Thursday, July 10, 2008

Another tribute to McKenna and others

This post is coming a day late, and it may be a dollar short, but I really had to decide whether or not to write something on this topic. After having some extra special experiences because of my niece, McKenna, I wasn't sure whether or not to write this post.

Julie's Hump Day Hmm topic yesterday was: share your thoughts about a case of some medical or other situation that deviated from the "norm." What do you think about the drive to fix? Do all conditions and situations need fixing? Or do we societally need to consider our need to control, master and manage, and instead spend some time, sometimes, learning how to deal? Or...are those mutually exclusive?

I think that there are times when we have medical conditions that, if fixed, would greatly improve the quality of life for the person with the condition. My dad had a triple bypass for his heart, and right now, he's in the hospital having chemo treatment number three because of lymphoma. It can be fixed, and he is old enough to make the choice for himself.

However, I think that the world needs people like McKenna, too. Her spirit was so pure. McKenna was able to teach me things, without ever speaking to me, that I could not have learned from a person who walks and talks and makes mistakes. McKenna taught me the true meaning of love. Sometimes we think of love in terms of what we can do for other people or what they can do for us. "If you love me, you'll" is a phrase commonly heard in society. And the sad thing is that people believe it. In reality, love is a feeling we feel for others, and so we do things that we think will make them happy because, in loving, we want other people to be happy. Whenever I walked into my sister's house, I could automatically feel McKenna's love. If I was sad or heartsick about something, I just needed to go sit by McKenna and all of a sudden I KNEW I was loved and calm just filled me from the inside out. Those talents, I believe, were given to McKenna in place of other talents that other people have. It might have been beautiful if we could have fixed her, but in reality, we would have given up so much more, and since she couldn't choose herself, we can't know what she would have given up, maybe grudgingly, to be able to do things that most other children can do.

I love McKenna, and I'm so glad that she's happy now. And now that she's rid of her earthly body, she still has all of the beautiful talents that she gained here, but her spirit is now free to run, jump and dance. She now gets the best of both worlds.

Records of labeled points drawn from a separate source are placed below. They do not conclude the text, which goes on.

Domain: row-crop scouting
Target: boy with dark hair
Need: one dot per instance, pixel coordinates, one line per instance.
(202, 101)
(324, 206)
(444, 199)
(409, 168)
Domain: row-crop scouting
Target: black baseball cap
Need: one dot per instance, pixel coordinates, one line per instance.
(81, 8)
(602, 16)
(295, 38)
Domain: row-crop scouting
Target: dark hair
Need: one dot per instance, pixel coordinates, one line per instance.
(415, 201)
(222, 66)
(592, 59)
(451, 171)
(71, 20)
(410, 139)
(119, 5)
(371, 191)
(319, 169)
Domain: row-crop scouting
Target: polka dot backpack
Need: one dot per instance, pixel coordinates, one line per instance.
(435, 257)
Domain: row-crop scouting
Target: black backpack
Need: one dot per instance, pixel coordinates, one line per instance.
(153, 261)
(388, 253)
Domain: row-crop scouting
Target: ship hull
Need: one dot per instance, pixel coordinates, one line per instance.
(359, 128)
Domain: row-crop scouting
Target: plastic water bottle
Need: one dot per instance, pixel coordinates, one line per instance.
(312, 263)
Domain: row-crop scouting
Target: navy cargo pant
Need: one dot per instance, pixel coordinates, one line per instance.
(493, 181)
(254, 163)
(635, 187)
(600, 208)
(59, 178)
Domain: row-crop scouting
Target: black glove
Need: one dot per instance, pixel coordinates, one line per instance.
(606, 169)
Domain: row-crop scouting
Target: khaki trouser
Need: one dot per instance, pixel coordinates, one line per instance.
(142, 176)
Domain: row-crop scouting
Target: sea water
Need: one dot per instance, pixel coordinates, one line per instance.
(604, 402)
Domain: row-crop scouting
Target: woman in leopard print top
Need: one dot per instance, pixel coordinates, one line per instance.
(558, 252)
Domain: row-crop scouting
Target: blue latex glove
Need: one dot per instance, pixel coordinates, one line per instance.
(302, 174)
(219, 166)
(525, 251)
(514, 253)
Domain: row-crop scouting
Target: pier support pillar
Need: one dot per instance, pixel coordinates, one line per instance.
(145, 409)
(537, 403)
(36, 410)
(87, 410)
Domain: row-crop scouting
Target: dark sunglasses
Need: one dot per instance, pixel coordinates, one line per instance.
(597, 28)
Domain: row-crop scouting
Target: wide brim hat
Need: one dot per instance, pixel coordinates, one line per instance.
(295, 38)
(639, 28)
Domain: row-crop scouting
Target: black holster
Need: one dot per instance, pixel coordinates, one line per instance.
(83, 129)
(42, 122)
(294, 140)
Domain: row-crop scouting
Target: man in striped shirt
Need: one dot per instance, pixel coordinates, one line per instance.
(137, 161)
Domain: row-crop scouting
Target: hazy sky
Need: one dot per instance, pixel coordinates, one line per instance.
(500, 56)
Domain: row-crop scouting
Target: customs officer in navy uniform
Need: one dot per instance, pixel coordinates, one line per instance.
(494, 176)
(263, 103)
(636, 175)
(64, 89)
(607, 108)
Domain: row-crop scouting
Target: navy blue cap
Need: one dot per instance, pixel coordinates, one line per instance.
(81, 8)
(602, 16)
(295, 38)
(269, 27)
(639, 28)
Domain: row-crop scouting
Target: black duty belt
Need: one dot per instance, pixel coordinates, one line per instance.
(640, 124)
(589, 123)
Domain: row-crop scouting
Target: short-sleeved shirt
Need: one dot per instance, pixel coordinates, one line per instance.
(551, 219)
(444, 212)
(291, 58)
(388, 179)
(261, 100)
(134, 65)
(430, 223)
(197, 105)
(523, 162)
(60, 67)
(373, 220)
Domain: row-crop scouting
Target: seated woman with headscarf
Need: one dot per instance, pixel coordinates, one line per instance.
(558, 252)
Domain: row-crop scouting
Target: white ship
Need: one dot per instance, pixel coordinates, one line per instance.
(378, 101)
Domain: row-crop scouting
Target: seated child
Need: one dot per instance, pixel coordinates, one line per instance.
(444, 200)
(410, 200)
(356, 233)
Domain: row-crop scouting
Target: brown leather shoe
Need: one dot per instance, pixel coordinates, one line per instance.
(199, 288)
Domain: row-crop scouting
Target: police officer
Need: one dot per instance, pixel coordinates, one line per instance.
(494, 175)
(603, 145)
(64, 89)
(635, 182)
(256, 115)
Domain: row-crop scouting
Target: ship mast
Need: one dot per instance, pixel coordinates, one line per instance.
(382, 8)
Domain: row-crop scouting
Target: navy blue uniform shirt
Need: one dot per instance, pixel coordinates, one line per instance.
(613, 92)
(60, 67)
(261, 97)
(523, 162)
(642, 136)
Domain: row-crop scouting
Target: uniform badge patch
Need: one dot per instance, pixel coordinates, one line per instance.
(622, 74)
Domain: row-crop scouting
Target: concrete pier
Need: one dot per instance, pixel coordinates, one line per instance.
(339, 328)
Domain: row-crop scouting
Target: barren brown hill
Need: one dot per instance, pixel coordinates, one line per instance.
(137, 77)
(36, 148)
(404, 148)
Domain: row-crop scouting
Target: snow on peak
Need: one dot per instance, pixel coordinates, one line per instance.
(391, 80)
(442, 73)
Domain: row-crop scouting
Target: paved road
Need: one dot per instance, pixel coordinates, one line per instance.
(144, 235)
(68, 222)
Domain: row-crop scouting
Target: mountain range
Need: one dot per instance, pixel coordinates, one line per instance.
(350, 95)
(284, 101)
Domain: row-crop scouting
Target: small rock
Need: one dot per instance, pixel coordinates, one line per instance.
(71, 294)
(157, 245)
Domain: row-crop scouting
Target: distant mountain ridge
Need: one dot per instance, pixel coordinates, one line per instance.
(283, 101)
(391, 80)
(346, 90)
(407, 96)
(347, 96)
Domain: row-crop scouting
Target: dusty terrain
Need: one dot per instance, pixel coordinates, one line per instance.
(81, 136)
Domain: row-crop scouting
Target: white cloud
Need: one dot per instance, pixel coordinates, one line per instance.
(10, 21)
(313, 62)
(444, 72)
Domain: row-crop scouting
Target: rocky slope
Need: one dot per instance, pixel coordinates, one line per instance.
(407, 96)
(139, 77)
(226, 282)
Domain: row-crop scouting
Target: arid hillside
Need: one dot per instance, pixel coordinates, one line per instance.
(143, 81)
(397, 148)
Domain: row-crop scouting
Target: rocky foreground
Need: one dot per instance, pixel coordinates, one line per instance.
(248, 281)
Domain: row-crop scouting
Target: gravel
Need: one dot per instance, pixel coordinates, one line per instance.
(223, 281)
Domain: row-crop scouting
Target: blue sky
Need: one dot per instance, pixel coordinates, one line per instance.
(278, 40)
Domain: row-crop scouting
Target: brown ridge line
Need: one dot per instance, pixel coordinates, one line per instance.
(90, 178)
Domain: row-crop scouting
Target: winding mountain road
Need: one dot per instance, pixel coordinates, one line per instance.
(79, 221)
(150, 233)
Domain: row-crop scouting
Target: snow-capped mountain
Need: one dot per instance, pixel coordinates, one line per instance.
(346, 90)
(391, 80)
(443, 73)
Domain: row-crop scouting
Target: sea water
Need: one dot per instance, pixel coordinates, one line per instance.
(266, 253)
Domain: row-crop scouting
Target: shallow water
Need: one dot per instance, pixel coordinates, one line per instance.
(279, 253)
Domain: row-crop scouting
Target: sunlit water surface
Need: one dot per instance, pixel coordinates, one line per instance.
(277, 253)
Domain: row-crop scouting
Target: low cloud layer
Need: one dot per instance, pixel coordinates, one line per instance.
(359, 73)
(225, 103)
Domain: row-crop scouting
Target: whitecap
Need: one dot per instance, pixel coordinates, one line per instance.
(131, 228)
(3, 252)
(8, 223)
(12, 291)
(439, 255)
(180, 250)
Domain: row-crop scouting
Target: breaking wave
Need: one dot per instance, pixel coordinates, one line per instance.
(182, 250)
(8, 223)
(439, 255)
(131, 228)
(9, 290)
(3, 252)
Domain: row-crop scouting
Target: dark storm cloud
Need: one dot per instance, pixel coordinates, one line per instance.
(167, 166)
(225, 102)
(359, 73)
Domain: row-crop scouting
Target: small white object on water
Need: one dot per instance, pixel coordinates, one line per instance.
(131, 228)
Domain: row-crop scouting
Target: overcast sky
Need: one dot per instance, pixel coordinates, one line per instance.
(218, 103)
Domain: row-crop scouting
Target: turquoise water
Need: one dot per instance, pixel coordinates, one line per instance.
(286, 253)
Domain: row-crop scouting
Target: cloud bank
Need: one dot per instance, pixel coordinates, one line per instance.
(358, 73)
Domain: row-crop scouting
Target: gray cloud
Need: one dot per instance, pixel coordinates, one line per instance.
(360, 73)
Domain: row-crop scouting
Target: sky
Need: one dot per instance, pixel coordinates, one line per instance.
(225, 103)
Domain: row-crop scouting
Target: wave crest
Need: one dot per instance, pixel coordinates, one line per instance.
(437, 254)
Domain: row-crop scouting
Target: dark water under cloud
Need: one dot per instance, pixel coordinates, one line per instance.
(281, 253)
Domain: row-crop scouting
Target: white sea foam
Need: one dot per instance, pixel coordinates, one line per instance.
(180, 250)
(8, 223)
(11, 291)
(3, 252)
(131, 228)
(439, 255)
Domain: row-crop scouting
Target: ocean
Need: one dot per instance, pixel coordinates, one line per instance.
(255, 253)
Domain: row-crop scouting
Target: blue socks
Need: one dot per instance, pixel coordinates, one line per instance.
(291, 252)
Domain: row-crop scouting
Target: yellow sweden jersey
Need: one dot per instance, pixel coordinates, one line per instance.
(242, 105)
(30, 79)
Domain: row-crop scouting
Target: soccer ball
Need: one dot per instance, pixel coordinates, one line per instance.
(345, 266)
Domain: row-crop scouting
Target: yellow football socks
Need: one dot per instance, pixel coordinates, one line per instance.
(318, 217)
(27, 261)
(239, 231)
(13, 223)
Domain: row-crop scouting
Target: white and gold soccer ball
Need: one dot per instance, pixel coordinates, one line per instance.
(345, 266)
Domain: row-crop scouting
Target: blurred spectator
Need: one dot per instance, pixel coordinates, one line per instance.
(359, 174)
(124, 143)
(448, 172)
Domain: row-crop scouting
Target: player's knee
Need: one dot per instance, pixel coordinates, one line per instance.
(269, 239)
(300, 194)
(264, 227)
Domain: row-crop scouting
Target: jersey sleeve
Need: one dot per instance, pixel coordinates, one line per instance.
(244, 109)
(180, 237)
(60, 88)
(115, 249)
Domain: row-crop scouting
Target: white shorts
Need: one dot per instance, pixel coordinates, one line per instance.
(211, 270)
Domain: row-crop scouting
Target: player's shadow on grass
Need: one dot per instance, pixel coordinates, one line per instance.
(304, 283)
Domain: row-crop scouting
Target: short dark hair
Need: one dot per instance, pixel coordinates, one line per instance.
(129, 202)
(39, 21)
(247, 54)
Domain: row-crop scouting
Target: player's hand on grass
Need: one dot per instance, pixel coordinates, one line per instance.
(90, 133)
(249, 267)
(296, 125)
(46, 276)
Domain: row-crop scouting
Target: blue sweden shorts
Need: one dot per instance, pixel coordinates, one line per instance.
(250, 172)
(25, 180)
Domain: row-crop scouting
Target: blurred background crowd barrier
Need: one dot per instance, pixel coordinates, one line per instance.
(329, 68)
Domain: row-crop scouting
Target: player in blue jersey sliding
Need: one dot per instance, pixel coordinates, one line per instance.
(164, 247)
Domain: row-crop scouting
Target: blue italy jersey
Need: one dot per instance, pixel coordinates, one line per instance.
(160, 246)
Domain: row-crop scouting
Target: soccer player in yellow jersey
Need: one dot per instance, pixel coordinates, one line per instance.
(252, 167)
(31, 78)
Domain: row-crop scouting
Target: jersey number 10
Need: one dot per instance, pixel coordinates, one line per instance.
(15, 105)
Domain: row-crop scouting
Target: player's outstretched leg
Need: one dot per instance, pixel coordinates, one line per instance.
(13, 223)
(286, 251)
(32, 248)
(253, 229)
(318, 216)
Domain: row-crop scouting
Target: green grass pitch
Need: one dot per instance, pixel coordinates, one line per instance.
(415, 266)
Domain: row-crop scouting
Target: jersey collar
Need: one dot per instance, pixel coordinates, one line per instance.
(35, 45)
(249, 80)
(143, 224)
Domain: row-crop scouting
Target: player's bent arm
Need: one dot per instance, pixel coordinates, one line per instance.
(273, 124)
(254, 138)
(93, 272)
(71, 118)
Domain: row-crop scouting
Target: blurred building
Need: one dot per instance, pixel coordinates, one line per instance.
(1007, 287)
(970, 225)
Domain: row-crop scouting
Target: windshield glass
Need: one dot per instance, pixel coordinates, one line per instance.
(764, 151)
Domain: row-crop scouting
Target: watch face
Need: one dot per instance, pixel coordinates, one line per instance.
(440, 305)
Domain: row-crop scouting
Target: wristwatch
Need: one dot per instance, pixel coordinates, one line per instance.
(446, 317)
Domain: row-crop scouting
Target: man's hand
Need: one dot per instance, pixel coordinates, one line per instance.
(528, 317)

In the end, a boy with autism, or a girl like McKenna both have the talents they have, and they are who they are partly because of the other problems they have. Some of us have problems that don't show so well on the outside, but those problems make us who we are too. Would we give up the knowledge we gain through experience just to get rid of the problems? I wouldn't.

5 comments:

Katie said...

Beautiful! I agree 100%. I haven't always thought that way, but now I have Ethan, and I can't imagine it any other way. Thanks.

Robert said...

McKenna certainly helped me appreciate the perspective you're talking about. I don't think I ever advocated gene manipulation to make perfect children (that wouldn't have helped McKenna anyway), but I certainly was more accepting of medical science making life "better" before I knew McKenna. I have known enough autistic people and down syndrome people that are much better people than many of the employees I meet at a typical Walmart (to say nothing of the people who work customer support of phone companies). So which is "better"? It's thankfully not my place to decide.

Julie Pippert said...

I don't like the concept of "custom designing" and "perfecting." If it begins, though, it will spiral and go viral b/c of "keep up" mentality. I hope it simply does not begin.

Once someone is here, if there is something to do to ease pain or improve quality of life, in general, I tend to think we should take it, such as bypass surgery. Or my friend doing therapy for her autistic son.

But if there isn't something to do, looking for the gifts and blessings, yes, I agree with what you say.

Because of your experience, I know this was tough, but because of your experience, I am glad you did write.

Our Corner said...

Thank you for posting this Ellie, I really needed this. I cant explain it anymore then that. You really helped me out today. Thank You! I am sorry to hear about your dad...I hope he's ok

Anonymous said...

This was a beautiful post and McKenna sounds like a beautiful child. She wouldn't have been the same if people tried to "fix" her.